On ne refera pas le parcours de ce combattant de la Série B, on le connaît tous. Pour changer un peu des hommages habituels trouvables en ces pages où l’on revient sur les moments forts de la filmographie des défunts de la semaine, je vais me permettre une petite anecdote personnelle. Car si je ne verserai aucune larme suite à la perte de Stuart Gordon, personnalité sympathique mais à la retraite depuis quelques années déjà et dont, pour être tout à fait francs, on n’espérait plus le retour sur Toxic Crypt, sa disparition me rappelle que mon enfance s’éloigne encore un peu plus. Gordon, par chez moi, ce sera toujours les jaquettes des VHS de Dolls et Re-Animator, certainement celles qui firent le plus trembler le petit Rigs à leur seule vision. Celle de Dolls tout particulièrement, avec sa poupée qui vous regardait en même temps que vous la scrutiez, un artwork particulièrement glauque, et le souvenir de mon troisième film d’horreur (les premiers étaient Les Griffes de la Nuit et sa suite directe), vu un mercredi après-midi, soit une demi-journée d’école en Belgique, sans comprendre tout ce qu’il se passait à l’écran. Ce qui reste certain, c’est que ce gros ours en peluche soudain meurtrier me marqua sacrément… Si les jouets diaboliques me faisaient de l’effet, Jeffrey Combs n’était pas en reste : tout comme les jeux pour enfants, il me paraissait improbable qu’un docteur soit maléfique. Mon père l’était (docteur hein, pas maléfique), et la profession a pour but d’aider autrui, non ? Alors voir cette blouse blanche à lunettes, sa seringue verdâtre en main, devant une tête décapitée faisait travailler une imagination désormais bâtie sur les interdits.
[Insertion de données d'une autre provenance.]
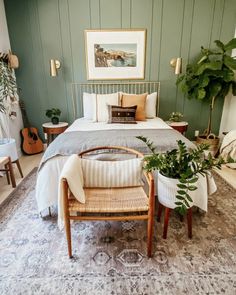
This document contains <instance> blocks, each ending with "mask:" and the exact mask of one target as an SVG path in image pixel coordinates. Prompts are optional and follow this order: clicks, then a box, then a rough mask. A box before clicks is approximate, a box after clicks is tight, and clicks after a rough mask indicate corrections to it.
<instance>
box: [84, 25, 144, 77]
mask: <svg viewBox="0 0 236 295" xmlns="http://www.w3.org/2000/svg"><path fill="white" fill-rule="evenodd" d="M85 52H86V67H87V79H88V80H132V79H144V77H145V54H146V29H129V30H127V29H114V30H85Z"/></svg>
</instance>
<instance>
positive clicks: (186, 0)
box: [175, 0, 194, 119]
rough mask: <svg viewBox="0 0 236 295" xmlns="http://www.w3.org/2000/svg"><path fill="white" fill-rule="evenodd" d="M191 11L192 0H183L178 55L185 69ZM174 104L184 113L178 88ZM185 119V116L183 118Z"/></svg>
mask: <svg viewBox="0 0 236 295" xmlns="http://www.w3.org/2000/svg"><path fill="white" fill-rule="evenodd" d="M193 12H194V0H185V1H184V11H183V26H182V36H181V41H182V42H181V47H180V54H179V56H181V57H182V68H183V69H185V68H186V65H187V63H188V59H189V48H190V44H191V43H190V41H191V33H192V22H193ZM176 90H177V92H176V106H175V111H177V112H181V113H184V104H185V99H186V98H185V96H184V95H183V94H182V92H181V91H180V90H179V88H177V89H176ZM185 119H186V118H185Z"/></svg>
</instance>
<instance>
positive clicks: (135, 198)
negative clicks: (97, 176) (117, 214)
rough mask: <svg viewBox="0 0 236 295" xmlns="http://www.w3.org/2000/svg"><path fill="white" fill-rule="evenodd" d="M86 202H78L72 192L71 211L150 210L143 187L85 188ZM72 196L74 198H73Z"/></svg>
mask: <svg viewBox="0 0 236 295" xmlns="http://www.w3.org/2000/svg"><path fill="white" fill-rule="evenodd" d="M84 190H85V196H86V202H85V204H82V203H80V202H78V201H77V200H76V199H75V198H74V197H73V195H72V194H71V196H70V199H69V211H77V212H87V213H89V212H94V213H95V212H97V213H118V212H136V211H148V197H147V195H146V194H145V192H144V190H143V188H142V187H141V186H139V187H128V188H111V189H107V188H85V189H84ZM71 197H72V198H71Z"/></svg>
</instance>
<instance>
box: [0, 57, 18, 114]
mask: <svg viewBox="0 0 236 295" xmlns="http://www.w3.org/2000/svg"><path fill="white" fill-rule="evenodd" d="M15 103H18V93H17V85H16V78H15V73H14V70H13V69H12V68H10V67H9V65H8V62H7V61H6V59H4V58H0V112H2V113H6V114H8V115H9V114H10V113H11V108H12V105H14V104H15Z"/></svg>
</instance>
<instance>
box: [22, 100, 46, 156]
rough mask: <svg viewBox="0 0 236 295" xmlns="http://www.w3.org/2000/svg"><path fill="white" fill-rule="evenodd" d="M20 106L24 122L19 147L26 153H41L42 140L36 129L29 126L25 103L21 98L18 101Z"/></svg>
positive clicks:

Un dimanche après-midi, juste avant d’aller chez mes grands-parents maternels, alors que je ne devais pas avoir plus de dix ou onze ans, mon père me proposa qu’on mate Re-Animator. Inutile de dire que deux heures plus tard, alors que je parcourais les champs de Wallonie, mon esprit était tout aux cunnilingus d’outre-tombe et aux chats écrasés mais toujours bien vivaces…

Du chemin, j’en fis avec le bon Stuart. Je croisai Christophe Lambert dans une forteresse futuriste, je fis connaissance avec le freak du château sombre, avec ces bestioles d’une autre dimension encore passionnées (on les comprend) par la plastique de Barbara Crampton, je nageai avec un dieu lovecraftien dans les eaux d’Espagne, je fouettai du fessier sous le pendule de l’inquisition et je fus témoin de la dure vie d’un homme encastré dans un pare-brise. Des bons moments, certains plus que d’autres (Stuck survit difficilement aux visions répétées), mais le plus souvent précieux, car pour certains familiaux. Merci pour tout ça, Stuart.